Analysts at ANZ Bank explained that they estimate that annual CPI inflation eased to 6.6% in Q3, down from 7.3% in Q2:
”Any fall in inflation will be of some relief for Kiwi households, but the trouble for the Reserve Bank of New Zealand is we anticipate that most of the decline in headline CPI inflation will come from a roughly 8% fall in petrol prices over the September quarter (as opposed to a broad-based reduction in domestic inflation pressures).”
”That means there’s unlikely to be much evidence that underlying inflation pressures have turned the corner yet.”
”Unless there’s a steep change in the outlook, we see the RBNZ on track to lift the OCR to a peak of 4.75% in May 2023.”
”Uncertainty remains elevated, and that’s reflected in the range of expectations for this morning’s data, from a low of 6.3% YoY to a high of 7.0% YoY (with the median estimate being 6.5%).”
How might it affect NZD/USD?
The trend in consumer prices tends to influence RBNZ’s interest rates decision, which in turn, heavily impacts the NZD valuation.
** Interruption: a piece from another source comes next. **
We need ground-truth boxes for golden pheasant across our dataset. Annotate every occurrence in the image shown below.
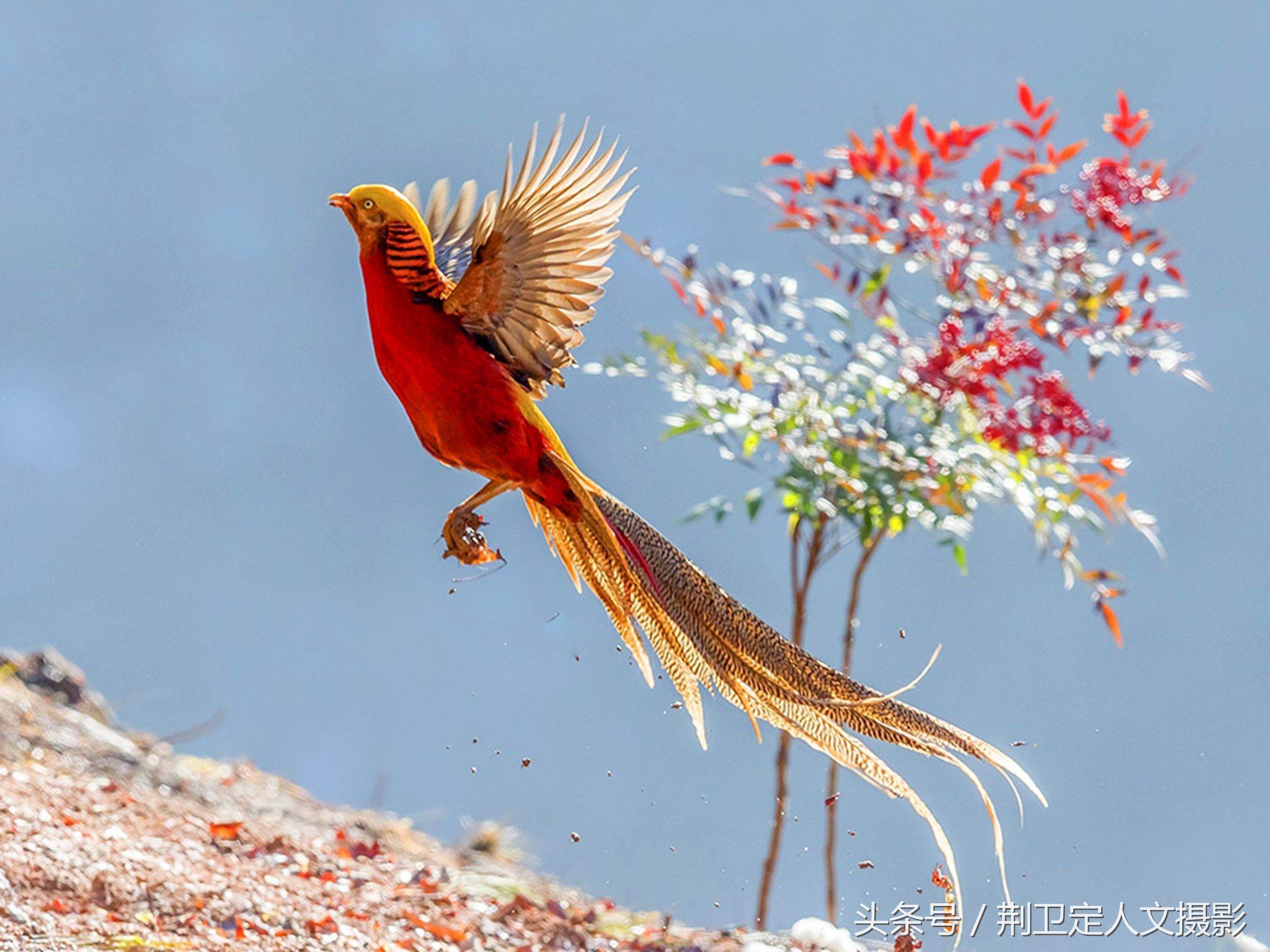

Acceleration in inflation could lead to a faster tightening of the rates by the RBNZ and vice-versa. Actual figures beating forecasts render NZD bullish.
However, spreads could be wide around the event making it virtually impossible to trade. However, the price has been capped near 0.5650 on Monday and following three levels of rise.
There has been little in the way of dips along the journey so there is the case for a move into level 2 or even into Asian long positions if we don’t just see a continuation trade for Tuesday. The data, however, will be a very important milestone as markets gauge how much more work the RBNZ still has ahead of them.
In terms of price action, we can cast our eyes over the prior data releases and movement on the charts as follows:
On the 15-minute time frames, we can see the price moved 44 pips down in April when the data arrived lower at 6.9 vs 7.1 expected and then 20 pips in July, when the data arrived higher at 7.3 vs 7.1 expected.
Given the lofty heights, the bird has flown on Monday, anything short of the expectations could seriously impact the currency with level 1, 0.5575 eyed on a break of level 3, 0.5622 as per the chart above.
About NZ Consumer Price Index
With the Reserve Bank of New Zealand’s (RBNZ) inflation target being around the midpoint of 2%, Statistics New Zealand’s quarterly Consumer Price Index (CPI) publication is of high significance. The trend in consumer prices tends to influence RBNZ’s interest rates decision, which in turn, heavily impacts the NZD valuation. Acceleration in inflation could lead to faster tightening of the rates by the RBNZ and vice-versa. Actual figures beating forecasts render NZD bullish.